Turnbull Threatened By Liberal 'Terrorists' During Spill, MP Claims

Promotions were offered to save Malcolm Turnbull from being dumped, a former MP has claimed, branding usurpers "terrorists" during the 2018 leadership spill that saw Scott Morrison installed as PM.

The first instalment of Sky News' much-awaited 'Bad Blood/New Blood' documentary series, chronicling the inside story of August's brutal leadership spill, aired on Tuesday night.

A raft of the saga's biggest players -- including Morrison, Peter Dutton, Christopher Pyne, Craig Laundy and Mathias Cormann -- spilled the beans on what exactly went on behind the scenes in the hectic week of politicking and number-crunching in Canberra.

Their accounts differ, and conspicuously absent was Turnbull's voice -- his reluctance to appear perhaps influenced by an upcoming book he is to release, which will touch on the same topics.

Malcolm Turnbull and Scott Morrison, days before the final spill. Photo: AAP

Hosted by Sky anchor David Speers, the one-hour program ran over plenty of old ground, but offered up some tantalising tidbits including how the various factions viewed the chaotic days that saw Turnbull dumped, a Dutton challenge fended off, and a surprise victor in Morrison.

"The government was being held to account by terrorists," Laundy, a staunch Turnbull ally, claimed.

"A bloc of the party panicked, lost their mind. We ended up imploding within a week."

May's election result, which saw Morrison score an unlikely win, may be seen as vindication for the challengers who wanted Turnbull out. But Pyne and Laundy claimed the animosity toward the former PM went beyond simple electoral mathematics, that it was personal.

"There was a coterie of people planning to remove him since he became Prime Minister three years ago," Pyne claimed.

"They never liked Malcolm, they never wanted him to be Member for Wentworth."

Photo: AAP

Dutton claimed he "never harboured animosity toward Malcolm at all", reiterating his past comments that his moves against the PM were -- in his eyes -- in the best interests of the Liberal Party. Former tourism minister Steve Ciobo, a Dutton backer, said "Peter drove this", and claimed Turnbull had an "utter inability to read politics".

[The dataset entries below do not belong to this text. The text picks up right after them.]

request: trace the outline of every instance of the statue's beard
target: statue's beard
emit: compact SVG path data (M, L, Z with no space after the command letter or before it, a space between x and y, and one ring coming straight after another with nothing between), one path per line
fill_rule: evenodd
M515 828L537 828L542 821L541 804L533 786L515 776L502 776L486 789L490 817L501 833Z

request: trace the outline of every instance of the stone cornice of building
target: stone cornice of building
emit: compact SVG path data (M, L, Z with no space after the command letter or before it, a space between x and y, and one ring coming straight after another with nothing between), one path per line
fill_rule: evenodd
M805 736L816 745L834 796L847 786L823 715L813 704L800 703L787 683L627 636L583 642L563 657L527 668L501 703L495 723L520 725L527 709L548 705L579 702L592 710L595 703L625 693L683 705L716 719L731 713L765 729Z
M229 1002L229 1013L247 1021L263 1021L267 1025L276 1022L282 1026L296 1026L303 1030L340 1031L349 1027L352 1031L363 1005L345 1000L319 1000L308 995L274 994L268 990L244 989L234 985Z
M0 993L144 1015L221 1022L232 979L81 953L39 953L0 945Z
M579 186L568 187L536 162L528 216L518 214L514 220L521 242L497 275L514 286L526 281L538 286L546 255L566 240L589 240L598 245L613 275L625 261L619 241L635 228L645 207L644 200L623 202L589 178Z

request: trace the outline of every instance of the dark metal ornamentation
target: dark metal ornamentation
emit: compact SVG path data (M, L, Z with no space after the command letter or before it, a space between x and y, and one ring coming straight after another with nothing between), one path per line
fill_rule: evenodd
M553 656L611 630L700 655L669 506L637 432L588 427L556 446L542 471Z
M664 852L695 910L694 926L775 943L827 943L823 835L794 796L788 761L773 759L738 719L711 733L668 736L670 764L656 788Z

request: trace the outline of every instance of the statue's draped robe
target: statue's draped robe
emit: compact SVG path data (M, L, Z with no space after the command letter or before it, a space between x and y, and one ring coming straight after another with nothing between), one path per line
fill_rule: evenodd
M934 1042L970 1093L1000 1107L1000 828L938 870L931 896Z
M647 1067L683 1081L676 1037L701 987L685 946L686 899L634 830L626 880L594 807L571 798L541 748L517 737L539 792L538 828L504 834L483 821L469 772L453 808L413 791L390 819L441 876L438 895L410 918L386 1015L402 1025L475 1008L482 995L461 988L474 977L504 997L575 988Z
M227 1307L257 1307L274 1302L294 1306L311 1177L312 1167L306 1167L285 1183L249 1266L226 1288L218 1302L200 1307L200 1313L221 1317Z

Dutton backed this, claiming Turnbull's unexpected decision to bring on a spill vote himself was his "final act of misjudgment, and a fatal one".

History tells us Turnbull won that vote, narrowly, but was mortally wounded. He would only survive another day before a second vote saw Morrison claim victory.

Dutton claimed Turnbull had earlier offered him the role of deputy, as an olive branch to end the fighting. Turnbull disputes this. The only other person in the room, finance minister Cormann, declined to comment when Speers asked him about it.

Laundy, however, admitted Turnbull's supporters were offering political promotions for MPs who would stay true to the then-PM.

When it came down to a final vote, where Turnbull expected to lose, his team started mobilising behind Julie Bishop and Morrison. Laundy claimed Turnbull told the two heavyweights "you two need to sort yourselves out". Bishop did not attract the votes needed, and Morrison won the final ballot.

Cormann said "sadly" he had lost friends in the party, over his controversial decision to switch allegiance to Dutton from Turnbull midway through the spill week.

Laundy called that flip, where Cormann and fellow senators Michaelia Cash and Mitch Fifield resigned from the ministry to back Dutton, as the "devastating", "mortal wound" that was the nail in Turnbull's coffin.

"What the hell were you thinking?" Laundy said, addressing Cormann.

The second part of the series will air on Wednesday night from 8pm.